Posted: Wed Jul 18, 2012 5:09 am
by ArndW
A couple of years ago I did some comparitive testing for performance differences between lookup filesets and datasets and found that both performed with almost the same speed. Since lookup fileset were (and remain) black-boxes with no facility to view the data I chose to stick with using datasets even when I knew that they would mainly be used for lookups - the limitations imposed by the lookup fileset outweighed any performance benefits.

Unless performance has changed in the interim I'll probably stick with datasets for the time being.

Posted: Wed Jul 18, 2012 5:35 am
by clarcombe
That's interesting Arnd. Did you compare increasing volume sizes too ?

Posted: Wed Jul 18, 2012 5:49 am
by ArndW
Yes, I did - I can't recall the volumes, but it was on a big AIX box with a fast SAN and I went up to a lot of Mb. I think I made the sizes such that the jobs ran at least 10 minutes so I could get a good signal-to-noise ratio and consistent results.

Posted: Wed Jul 18, 2012 5:55 am
by clarcombe
I have just finished a job working with a consultant and he swore by lookup filesets so I had to change my job to work with them!!

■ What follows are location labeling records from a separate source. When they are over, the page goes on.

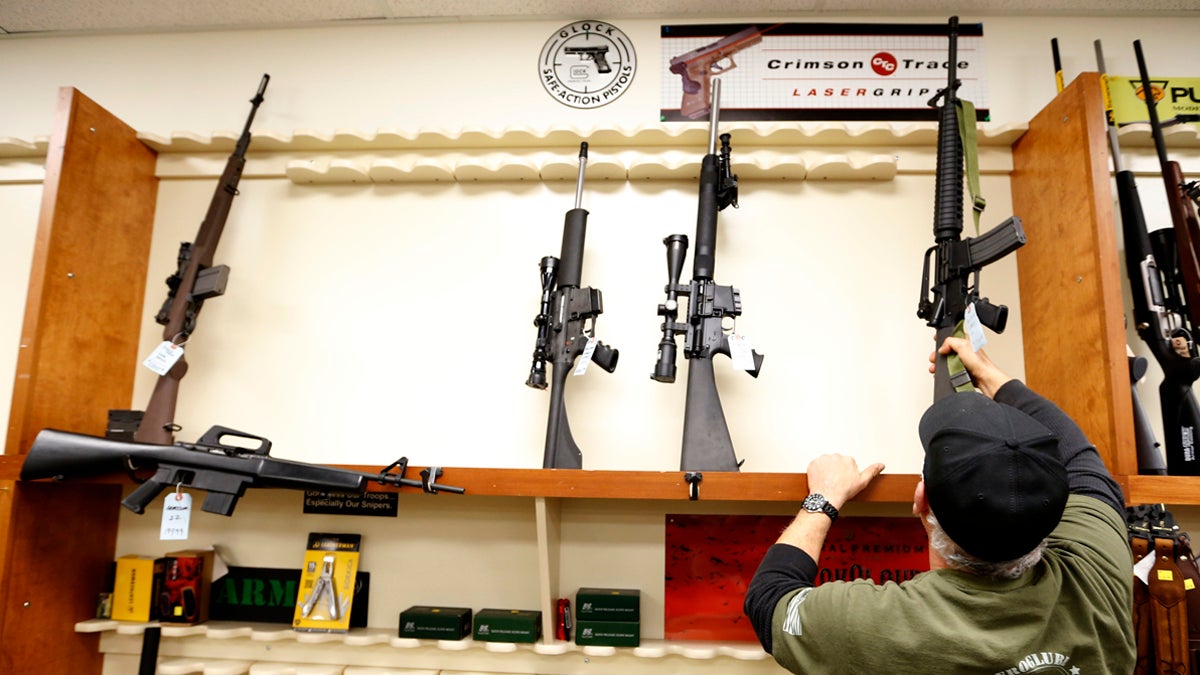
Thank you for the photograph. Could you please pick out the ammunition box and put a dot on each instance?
(607, 604)
(436, 622)
(508, 626)
(609, 633)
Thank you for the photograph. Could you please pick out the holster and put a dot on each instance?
(1169, 610)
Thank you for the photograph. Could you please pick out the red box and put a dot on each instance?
(185, 586)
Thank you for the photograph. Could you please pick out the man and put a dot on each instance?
(1030, 565)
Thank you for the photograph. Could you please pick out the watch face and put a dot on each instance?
(814, 502)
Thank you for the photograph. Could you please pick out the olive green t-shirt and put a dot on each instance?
(1068, 615)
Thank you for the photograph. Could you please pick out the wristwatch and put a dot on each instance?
(817, 503)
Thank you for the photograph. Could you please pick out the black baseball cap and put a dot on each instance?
(994, 476)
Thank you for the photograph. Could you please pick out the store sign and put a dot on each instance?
(587, 64)
(817, 71)
(1177, 100)
(712, 559)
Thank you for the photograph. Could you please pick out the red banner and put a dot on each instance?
(711, 560)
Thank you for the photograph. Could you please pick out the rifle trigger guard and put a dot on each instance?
(429, 479)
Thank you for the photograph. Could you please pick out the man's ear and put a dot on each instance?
(919, 505)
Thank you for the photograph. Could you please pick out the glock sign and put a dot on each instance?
(587, 64)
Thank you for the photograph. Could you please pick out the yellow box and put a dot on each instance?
(133, 587)
(327, 583)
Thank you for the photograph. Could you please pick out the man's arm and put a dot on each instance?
(792, 562)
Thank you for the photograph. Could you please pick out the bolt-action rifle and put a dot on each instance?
(707, 444)
(567, 329)
(1152, 320)
(1169, 275)
(957, 261)
(225, 471)
(195, 281)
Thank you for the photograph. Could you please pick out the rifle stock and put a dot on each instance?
(565, 326)
(195, 281)
(222, 470)
(707, 444)
(1164, 275)
(957, 262)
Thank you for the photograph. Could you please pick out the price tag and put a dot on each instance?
(177, 513)
(163, 357)
(741, 352)
(589, 348)
(973, 329)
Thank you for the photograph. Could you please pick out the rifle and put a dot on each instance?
(958, 261)
(564, 332)
(222, 470)
(1155, 323)
(1168, 314)
(706, 436)
(697, 67)
(195, 281)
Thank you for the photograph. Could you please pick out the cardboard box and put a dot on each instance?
(436, 622)
(508, 625)
(133, 587)
(609, 633)
(327, 583)
(607, 604)
(185, 583)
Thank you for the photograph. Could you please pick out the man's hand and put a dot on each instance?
(985, 375)
(839, 478)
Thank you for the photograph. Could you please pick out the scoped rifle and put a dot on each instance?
(957, 262)
(1155, 323)
(707, 444)
(565, 329)
(697, 67)
(222, 470)
(1169, 293)
(195, 281)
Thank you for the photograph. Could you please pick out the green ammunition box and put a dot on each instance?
(607, 604)
(436, 622)
(508, 625)
(609, 633)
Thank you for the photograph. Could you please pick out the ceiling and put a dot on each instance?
(51, 17)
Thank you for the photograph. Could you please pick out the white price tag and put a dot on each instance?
(589, 348)
(973, 329)
(163, 357)
(1141, 569)
(741, 352)
(177, 513)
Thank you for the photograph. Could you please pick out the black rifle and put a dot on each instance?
(707, 444)
(1155, 323)
(222, 470)
(195, 281)
(1169, 294)
(958, 261)
(565, 329)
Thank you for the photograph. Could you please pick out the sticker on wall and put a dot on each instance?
(587, 64)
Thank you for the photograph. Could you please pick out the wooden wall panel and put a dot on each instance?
(83, 312)
(1072, 308)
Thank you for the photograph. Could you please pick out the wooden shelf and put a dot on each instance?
(222, 646)
(715, 485)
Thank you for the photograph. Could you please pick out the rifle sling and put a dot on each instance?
(965, 111)
(1168, 599)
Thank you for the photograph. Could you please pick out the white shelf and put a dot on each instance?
(231, 647)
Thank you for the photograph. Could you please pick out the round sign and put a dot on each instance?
(587, 64)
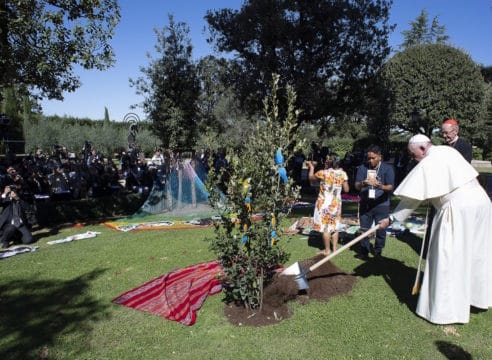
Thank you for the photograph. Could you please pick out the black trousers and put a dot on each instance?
(9, 231)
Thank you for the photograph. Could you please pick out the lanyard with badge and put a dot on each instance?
(372, 175)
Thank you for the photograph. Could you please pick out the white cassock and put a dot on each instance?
(458, 271)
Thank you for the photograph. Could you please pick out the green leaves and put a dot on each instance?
(243, 243)
(440, 81)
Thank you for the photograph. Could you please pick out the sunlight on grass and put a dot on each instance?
(57, 301)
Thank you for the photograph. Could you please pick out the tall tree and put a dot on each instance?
(327, 50)
(421, 33)
(440, 82)
(170, 87)
(42, 40)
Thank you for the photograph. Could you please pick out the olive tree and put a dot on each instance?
(438, 81)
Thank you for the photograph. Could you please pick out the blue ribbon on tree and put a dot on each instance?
(279, 162)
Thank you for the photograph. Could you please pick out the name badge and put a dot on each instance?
(372, 193)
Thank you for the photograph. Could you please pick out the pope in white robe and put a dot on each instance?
(458, 272)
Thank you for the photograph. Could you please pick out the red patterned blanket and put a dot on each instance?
(177, 295)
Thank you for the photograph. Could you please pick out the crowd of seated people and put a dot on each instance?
(62, 175)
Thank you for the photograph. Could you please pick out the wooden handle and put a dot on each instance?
(344, 247)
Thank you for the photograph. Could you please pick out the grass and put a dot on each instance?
(56, 304)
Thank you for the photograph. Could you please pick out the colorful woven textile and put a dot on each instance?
(177, 295)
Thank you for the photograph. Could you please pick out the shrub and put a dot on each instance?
(250, 250)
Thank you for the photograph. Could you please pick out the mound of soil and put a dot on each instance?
(324, 282)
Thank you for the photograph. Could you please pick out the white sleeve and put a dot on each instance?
(405, 208)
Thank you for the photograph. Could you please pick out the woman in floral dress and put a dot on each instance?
(328, 207)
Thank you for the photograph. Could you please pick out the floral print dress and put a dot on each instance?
(328, 207)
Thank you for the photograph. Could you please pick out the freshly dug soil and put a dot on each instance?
(324, 282)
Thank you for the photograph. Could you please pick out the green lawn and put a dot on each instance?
(56, 304)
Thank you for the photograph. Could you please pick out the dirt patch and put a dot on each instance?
(324, 282)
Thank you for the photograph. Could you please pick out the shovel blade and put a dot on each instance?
(301, 281)
(294, 269)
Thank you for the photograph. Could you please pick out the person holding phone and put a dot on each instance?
(375, 181)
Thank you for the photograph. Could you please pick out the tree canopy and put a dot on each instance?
(440, 82)
(327, 50)
(170, 87)
(42, 40)
(421, 33)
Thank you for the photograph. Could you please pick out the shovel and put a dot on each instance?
(300, 273)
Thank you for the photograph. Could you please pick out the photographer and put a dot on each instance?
(13, 219)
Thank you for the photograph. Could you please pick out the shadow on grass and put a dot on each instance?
(451, 351)
(34, 313)
(396, 274)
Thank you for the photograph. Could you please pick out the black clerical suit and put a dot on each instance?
(13, 220)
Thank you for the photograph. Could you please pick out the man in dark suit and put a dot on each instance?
(450, 130)
(13, 219)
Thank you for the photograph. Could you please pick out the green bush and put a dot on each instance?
(249, 250)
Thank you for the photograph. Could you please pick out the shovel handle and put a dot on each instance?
(344, 247)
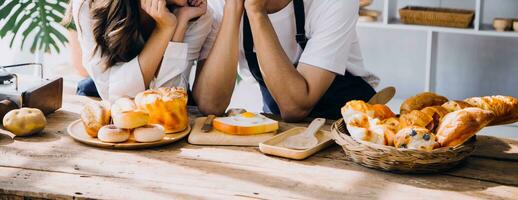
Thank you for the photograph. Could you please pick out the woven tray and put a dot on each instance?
(389, 158)
(437, 16)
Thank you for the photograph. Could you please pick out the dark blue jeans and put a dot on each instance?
(343, 89)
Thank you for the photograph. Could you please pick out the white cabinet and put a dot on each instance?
(428, 58)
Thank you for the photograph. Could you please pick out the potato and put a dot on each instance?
(24, 121)
(5, 107)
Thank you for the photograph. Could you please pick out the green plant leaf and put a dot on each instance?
(36, 21)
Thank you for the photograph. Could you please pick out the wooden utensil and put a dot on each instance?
(383, 96)
(274, 146)
(207, 125)
(307, 138)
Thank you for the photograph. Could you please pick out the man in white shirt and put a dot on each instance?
(305, 54)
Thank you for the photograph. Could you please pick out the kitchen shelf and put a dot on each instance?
(486, 30)
(390, 21)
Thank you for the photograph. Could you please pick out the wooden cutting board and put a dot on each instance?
(217, 138)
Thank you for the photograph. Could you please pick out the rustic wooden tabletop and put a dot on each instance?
(53, 165)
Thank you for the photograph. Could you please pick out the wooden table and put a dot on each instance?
(53, 165)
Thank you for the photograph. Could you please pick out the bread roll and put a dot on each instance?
(457, 127)
(361, 127)
(505, 108)
(375, 111)
(452, 106)
(95, 115)
(421, 101)
(130, 119)
(415, 138)
(149, 133)
(166, 106)
(111, 133)
(415, 118)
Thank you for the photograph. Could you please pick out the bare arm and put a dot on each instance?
(216, 76)
(151, 55)
(296, 91)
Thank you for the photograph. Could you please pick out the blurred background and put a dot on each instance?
(455, 62)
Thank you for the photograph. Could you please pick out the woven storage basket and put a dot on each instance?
(437, 16)
(389, 158)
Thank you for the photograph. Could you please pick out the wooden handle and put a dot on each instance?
(315, 125)
(207, 125)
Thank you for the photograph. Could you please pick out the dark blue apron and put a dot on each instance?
(344, 88)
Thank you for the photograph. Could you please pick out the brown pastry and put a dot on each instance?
(166, 106)
(452, 106)
(435, 110)
(457, 127)
(415, 138)
(505, 108)
(391, 123)
(415, 118)
(125, 114)
(421, 101)
(94, 116)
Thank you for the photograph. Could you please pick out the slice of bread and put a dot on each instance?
(245, 124)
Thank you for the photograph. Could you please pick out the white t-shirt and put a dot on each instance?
(330, 27)
(125, 78)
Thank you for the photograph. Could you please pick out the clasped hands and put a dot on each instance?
(251, 6)
(167, 20)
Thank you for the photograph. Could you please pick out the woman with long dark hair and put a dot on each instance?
(129, 46)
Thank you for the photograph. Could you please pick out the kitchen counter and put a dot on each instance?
(53, 165)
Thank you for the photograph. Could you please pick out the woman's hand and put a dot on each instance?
(255, 6)
(195, 9)
(164, 19)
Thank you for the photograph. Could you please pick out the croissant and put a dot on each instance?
(452, 106)
(421, 101)
(415, 138)
(428, 117)
(457, 127)
(391, 124)
(505, 108)
(365, 128)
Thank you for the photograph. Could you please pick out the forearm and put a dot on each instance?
(286, 85)
(217, 77)
(151, 55)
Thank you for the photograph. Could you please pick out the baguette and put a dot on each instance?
(505, 108)
(457, 127)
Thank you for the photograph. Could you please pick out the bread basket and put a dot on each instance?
(389, 158)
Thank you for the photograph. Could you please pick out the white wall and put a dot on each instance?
(466, 65)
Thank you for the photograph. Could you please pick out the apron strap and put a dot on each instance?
(248, 39)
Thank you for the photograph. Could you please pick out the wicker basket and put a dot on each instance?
(365, 3)
(437, 16)
(389, 158)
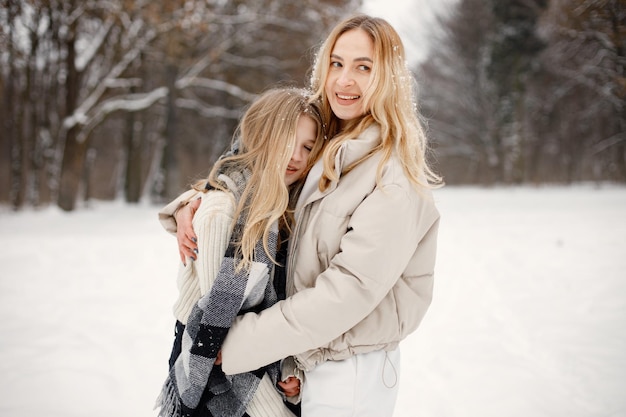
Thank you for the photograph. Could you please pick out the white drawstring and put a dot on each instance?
(395, 372)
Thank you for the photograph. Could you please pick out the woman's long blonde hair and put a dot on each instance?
(390, 100)
(267, 137)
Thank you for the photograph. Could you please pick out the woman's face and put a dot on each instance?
(306, 132)
(351, 62)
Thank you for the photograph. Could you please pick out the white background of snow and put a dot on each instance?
(529, 315)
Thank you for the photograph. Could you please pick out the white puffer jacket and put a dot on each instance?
(361, 267)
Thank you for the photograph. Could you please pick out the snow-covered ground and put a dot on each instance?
(529, 315)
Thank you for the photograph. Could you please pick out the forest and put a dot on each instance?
(133, 99)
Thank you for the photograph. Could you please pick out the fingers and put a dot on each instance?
(187, 241)
(291, 386)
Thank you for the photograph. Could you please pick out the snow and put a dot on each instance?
(529, 314)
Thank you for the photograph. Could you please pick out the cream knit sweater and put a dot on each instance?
(212, 224)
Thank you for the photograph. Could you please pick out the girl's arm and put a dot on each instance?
(177, 218)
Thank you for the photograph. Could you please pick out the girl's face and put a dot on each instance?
(351, 63)
(306, 131)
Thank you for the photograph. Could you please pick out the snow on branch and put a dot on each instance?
(209, 112)
(86, 56)
(80, 114)
(219, 85)
(129, 103)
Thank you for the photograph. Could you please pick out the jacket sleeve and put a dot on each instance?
(166, 214)
(387, 225)
(212, 223)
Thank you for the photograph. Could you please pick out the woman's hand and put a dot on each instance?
(187, 240)
(290, 386)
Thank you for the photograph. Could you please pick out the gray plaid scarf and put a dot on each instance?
(207, 326)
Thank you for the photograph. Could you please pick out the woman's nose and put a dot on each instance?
(296, 156)
(345, 78)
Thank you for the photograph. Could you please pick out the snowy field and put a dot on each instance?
(529, 316)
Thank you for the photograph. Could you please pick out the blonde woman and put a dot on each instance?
(362, 255)
(243, 214)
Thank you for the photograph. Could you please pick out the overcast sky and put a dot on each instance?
(413, 19)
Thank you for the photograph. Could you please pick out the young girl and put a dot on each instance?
(243, 215)
(362, 255)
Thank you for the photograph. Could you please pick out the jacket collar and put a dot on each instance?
(350, 152)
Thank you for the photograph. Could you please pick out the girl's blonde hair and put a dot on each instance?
(389, 98)
(267, 138)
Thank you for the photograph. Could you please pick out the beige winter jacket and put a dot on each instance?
(360, 265)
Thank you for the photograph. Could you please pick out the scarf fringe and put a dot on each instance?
(168, 401)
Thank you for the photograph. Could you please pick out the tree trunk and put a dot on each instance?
(169, 161)
(132, 183)
(74, 152)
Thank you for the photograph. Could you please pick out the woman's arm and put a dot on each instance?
(177, 219)
(384, 234)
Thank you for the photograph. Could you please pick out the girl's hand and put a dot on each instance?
(290, 386)
(187, 240)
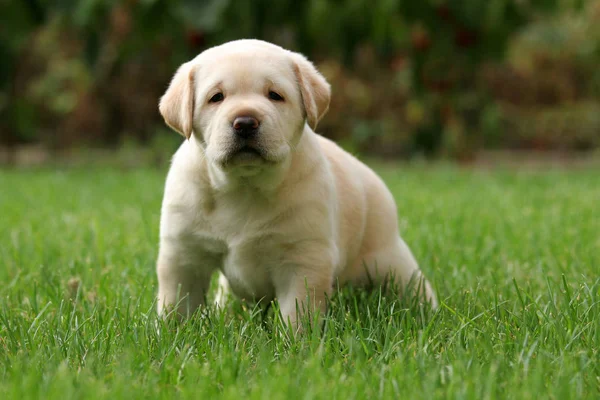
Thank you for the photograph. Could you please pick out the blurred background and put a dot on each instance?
(466, 80)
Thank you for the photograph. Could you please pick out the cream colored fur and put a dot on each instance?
(286, 225)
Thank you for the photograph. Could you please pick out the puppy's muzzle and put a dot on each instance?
(245, 127)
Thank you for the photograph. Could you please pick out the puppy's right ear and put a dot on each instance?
(177, 104)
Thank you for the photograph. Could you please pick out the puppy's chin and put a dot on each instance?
(246, 159)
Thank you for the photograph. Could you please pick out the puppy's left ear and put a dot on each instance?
(315, 90)
(177, 104)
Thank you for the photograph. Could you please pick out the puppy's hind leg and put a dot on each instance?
(396, 261)
(223, 292)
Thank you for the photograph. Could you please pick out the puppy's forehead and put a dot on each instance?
(246, 65)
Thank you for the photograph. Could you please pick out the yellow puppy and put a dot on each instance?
(256, 194)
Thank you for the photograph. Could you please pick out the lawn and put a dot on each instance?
(514, 256)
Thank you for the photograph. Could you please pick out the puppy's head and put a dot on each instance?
(246, 102)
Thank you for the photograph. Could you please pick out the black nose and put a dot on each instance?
(245, 127)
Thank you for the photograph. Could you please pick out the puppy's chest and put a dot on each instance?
(252, 250)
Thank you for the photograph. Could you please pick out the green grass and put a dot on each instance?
(515, 258)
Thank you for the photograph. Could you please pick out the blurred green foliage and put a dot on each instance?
(434, 77)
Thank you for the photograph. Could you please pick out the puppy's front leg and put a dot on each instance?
(303, 287)
(183, 278)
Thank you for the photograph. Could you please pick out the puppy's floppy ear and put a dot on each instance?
(315, 90)
(177, 104)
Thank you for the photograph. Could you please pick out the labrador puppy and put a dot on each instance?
(254, 193)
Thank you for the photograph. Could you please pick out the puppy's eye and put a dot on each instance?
(275, 96)
(217, 98)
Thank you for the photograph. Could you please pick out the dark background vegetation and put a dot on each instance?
(432, 77)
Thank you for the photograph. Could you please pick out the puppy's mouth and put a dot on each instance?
(246, 155)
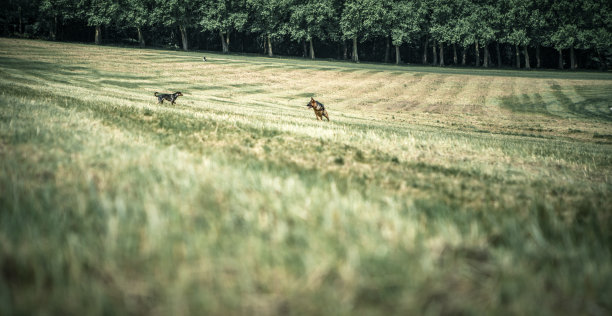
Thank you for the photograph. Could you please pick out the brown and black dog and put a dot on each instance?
(170, 97)
(319, 109)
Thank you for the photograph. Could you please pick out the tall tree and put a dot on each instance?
(568, 18)
(136, 14)
(597, 34)
(404, 21)
(442, 24)
(361, 20)
(311, 19)
(269, 18)
(176, 13)
(55, 11)
(223, 17)
(98, 13)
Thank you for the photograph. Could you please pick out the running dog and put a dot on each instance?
(169, 97)
(319, 109)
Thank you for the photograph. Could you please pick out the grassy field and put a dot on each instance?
(431, 191)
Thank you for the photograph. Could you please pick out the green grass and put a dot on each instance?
(431, 191)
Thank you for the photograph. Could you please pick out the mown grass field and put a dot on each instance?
(431, 191)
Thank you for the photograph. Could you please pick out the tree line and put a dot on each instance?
(482, 33)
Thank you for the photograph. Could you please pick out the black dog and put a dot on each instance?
(168, 97)
(319, 109)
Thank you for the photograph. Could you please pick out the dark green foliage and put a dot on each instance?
(544, 30)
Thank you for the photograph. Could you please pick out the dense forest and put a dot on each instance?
(566, 34)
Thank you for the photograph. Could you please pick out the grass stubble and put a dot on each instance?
(432, 191)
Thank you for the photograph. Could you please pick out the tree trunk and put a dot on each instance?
(387, 50)
(311, 50)
(53, 29)
(183, 30)
(518, 57)
(141, 42)
(498, 55)
(20, 27)
(270, 53)
(398, 58)
(355, 55)
(425, 50)
(223, 42)
(477, 53)
(603, 66)
(98, 36)
(434, 50)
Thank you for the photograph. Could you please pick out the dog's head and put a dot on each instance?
(311, 104)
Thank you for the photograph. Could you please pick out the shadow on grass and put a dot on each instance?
(595, 104)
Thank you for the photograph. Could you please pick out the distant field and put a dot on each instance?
(431, 191)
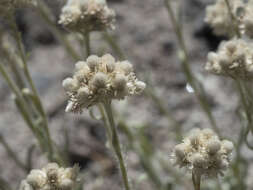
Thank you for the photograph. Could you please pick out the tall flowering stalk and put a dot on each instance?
(26, 95)
(191, 79)
(99, 80)
(203, 154)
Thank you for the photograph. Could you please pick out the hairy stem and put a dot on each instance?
(116, 144)
(192, 80)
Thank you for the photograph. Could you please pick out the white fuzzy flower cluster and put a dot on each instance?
(87, 15)
(219, 18)
(203, 153)
(99, 79)
(51, 177)
(234, 58)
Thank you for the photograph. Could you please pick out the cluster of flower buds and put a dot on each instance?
(51, 177)
(220, 19)
(234, 59)
(203, 153)
(87, 15)
(100, 79)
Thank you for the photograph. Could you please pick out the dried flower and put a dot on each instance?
(51, 177)
(87, 15)
(219, 18)
(203, 153)
(234, 59)
(100, 79)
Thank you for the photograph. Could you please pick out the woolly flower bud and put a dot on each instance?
(87, 15)
(37, 178)
(119, 82)
(105, 79)
(6, 6)
(93, 62)
(218, 16)
(203, 153)
(126, 67)
(198, 160)
(99, 80)
(50, 177)
(180, 151)
(70, 84)
(227, 146)
(25, 186)
(234, 59)
(213, 146)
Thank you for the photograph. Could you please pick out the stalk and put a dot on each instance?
(196, 179)
(115, 143)
(183, 55)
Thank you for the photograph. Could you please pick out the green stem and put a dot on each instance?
(196, 179)
(37, 101)
(116, 144)
(183, 55)
(86, 37)
(234, 20)
(21, 104)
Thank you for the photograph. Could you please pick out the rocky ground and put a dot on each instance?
(146, 36)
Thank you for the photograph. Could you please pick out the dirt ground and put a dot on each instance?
(145, 34)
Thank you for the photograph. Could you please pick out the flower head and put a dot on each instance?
(87, 15)
(218, 16)
(203, 153)
(234, 58)
(99, 79)
(50, 177)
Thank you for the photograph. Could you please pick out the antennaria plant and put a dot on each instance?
(156, 140)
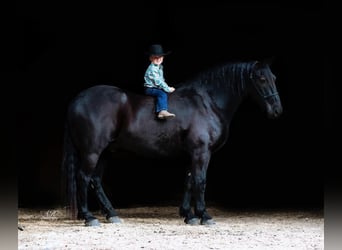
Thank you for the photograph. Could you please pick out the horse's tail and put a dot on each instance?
(69, 168)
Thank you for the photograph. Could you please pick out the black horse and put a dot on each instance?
(107, 118)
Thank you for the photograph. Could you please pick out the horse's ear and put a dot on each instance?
(269, 60)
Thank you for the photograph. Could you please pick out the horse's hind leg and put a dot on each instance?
(106, 205)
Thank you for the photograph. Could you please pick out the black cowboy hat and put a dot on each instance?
(157, 50)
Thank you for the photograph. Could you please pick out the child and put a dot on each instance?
(155, 84)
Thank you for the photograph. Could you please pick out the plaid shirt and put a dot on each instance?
(154, 78)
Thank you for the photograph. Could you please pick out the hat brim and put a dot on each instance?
(158, 54)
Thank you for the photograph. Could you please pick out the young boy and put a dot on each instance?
(155, 84)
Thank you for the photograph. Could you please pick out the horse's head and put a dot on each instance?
(264, 89)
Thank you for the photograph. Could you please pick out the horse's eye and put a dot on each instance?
(262, 78)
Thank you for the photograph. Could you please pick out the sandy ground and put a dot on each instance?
(162, 228)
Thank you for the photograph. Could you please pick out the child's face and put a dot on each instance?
(157, 59)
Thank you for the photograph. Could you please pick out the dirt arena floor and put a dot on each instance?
(161, 228)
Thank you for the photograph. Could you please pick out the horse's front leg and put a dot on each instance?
(199, 175)
(185, 208)
(83, 181)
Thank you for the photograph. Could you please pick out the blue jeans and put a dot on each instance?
(161, 98)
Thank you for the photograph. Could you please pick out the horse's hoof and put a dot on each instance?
(207, 222)
(92, 223)
(114, 219)
(192, 221)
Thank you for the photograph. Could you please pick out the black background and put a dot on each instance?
(66, 47)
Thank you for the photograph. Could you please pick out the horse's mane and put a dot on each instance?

But its good to know that I have a reference now in case I get hit with the same question.

Thanks

Posted: Wed Jul 18, 2012 6:08 pm
by ray.wurlod
It's always a compromise. Data Sets don't need to invoke import operator; they work with copy. I believe Lookup File Sets do need the overhead of import (for the data, not the index). So, with Data Sets you need to build the index, with Lookup File Sets you have to translate the data. Arnd's results suggest that the costs are roughly equivalent.